# Formal Verification: From Programs to Formulas

## Convert programs to logical formulas and prove properties about them

Imagine being able to prove that, no matter what inputs your program receives, certain properties or invariants will always hold by the end of the execution. This is what formal verification allows us to do, and in this article, we'll explore how to convert a program into logical formulas that we can then *solve* to create proofs about it.

The general steps involved in this process are:

Implementing an interpreter for a simple imperative language (IMP).

Implementing a parser that turns IMP programs into ASTs.

Converting IMP ASTs into logical formulas (SMT formulas), also represented as an AST.

Embedding the properties we want to prove into the logical formulas.

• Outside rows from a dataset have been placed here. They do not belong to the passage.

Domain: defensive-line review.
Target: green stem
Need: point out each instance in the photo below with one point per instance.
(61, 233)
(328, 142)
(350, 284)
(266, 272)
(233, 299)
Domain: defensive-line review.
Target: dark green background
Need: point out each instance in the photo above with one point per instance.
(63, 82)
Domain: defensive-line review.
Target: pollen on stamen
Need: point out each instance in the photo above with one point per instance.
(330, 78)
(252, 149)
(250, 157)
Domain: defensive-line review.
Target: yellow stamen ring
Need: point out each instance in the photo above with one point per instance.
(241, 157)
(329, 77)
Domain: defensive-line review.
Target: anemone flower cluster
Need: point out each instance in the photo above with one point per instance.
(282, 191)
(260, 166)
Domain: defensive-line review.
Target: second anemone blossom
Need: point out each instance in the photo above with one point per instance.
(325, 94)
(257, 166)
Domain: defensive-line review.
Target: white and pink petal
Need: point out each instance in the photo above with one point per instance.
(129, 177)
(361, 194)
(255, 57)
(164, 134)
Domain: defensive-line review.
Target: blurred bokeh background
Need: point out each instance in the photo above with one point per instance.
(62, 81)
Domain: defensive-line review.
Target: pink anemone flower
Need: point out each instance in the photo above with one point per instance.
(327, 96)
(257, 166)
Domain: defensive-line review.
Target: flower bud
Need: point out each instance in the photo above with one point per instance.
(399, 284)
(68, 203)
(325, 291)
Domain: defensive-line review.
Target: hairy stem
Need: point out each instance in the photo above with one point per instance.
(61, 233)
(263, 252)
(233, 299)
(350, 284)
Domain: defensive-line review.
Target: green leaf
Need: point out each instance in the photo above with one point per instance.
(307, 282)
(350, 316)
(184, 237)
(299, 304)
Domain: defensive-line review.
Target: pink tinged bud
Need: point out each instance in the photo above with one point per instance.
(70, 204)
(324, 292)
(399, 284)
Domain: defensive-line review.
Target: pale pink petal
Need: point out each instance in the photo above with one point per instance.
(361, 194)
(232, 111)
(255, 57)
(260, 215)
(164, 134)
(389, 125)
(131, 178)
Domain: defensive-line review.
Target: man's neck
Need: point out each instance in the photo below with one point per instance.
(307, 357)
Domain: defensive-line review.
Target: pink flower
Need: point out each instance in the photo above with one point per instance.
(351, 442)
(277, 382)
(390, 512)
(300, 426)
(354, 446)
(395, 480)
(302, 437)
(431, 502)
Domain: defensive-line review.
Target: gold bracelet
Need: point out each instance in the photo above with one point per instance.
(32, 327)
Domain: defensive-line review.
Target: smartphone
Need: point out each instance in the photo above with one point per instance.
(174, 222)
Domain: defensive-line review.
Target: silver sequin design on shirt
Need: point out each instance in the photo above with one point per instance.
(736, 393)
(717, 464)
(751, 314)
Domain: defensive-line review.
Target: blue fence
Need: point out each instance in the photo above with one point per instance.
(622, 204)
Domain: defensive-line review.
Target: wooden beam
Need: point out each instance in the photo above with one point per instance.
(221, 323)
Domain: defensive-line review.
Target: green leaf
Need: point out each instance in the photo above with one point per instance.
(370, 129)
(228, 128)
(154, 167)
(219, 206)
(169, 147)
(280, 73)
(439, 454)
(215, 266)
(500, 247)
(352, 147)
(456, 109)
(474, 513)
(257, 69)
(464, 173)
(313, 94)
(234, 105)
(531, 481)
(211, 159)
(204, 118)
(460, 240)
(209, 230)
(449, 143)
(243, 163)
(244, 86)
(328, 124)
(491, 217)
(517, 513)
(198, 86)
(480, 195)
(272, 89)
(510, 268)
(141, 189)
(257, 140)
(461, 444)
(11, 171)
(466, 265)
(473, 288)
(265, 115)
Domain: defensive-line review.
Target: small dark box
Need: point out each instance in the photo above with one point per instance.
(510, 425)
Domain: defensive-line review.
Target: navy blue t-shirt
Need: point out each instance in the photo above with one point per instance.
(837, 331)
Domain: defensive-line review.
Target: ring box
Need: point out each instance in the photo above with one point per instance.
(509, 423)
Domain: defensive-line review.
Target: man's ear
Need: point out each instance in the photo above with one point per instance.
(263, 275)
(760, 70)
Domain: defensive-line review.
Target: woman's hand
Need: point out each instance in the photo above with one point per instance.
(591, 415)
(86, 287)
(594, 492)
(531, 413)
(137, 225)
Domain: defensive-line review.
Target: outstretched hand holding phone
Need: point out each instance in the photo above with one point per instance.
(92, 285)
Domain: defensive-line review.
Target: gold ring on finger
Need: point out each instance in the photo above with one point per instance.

Passing the logical formulas to an SMT solver (Z3), which will determine whether the properties we specified hold true for every possible input to the program.

In this article, we'll see how to implement all the previous steps intuitively. Moreover, you'll find a link to the code on GitHub at the end of the article. If there's enough interest, I'll create a follow-up article going through that code step by step. Let's begin!

# Prerequisites

If you are reading this, I assume you already have a good understanding of general programming concepts. In addition, I suggest having a basic understanding of what a parser and an AST are before reading this article.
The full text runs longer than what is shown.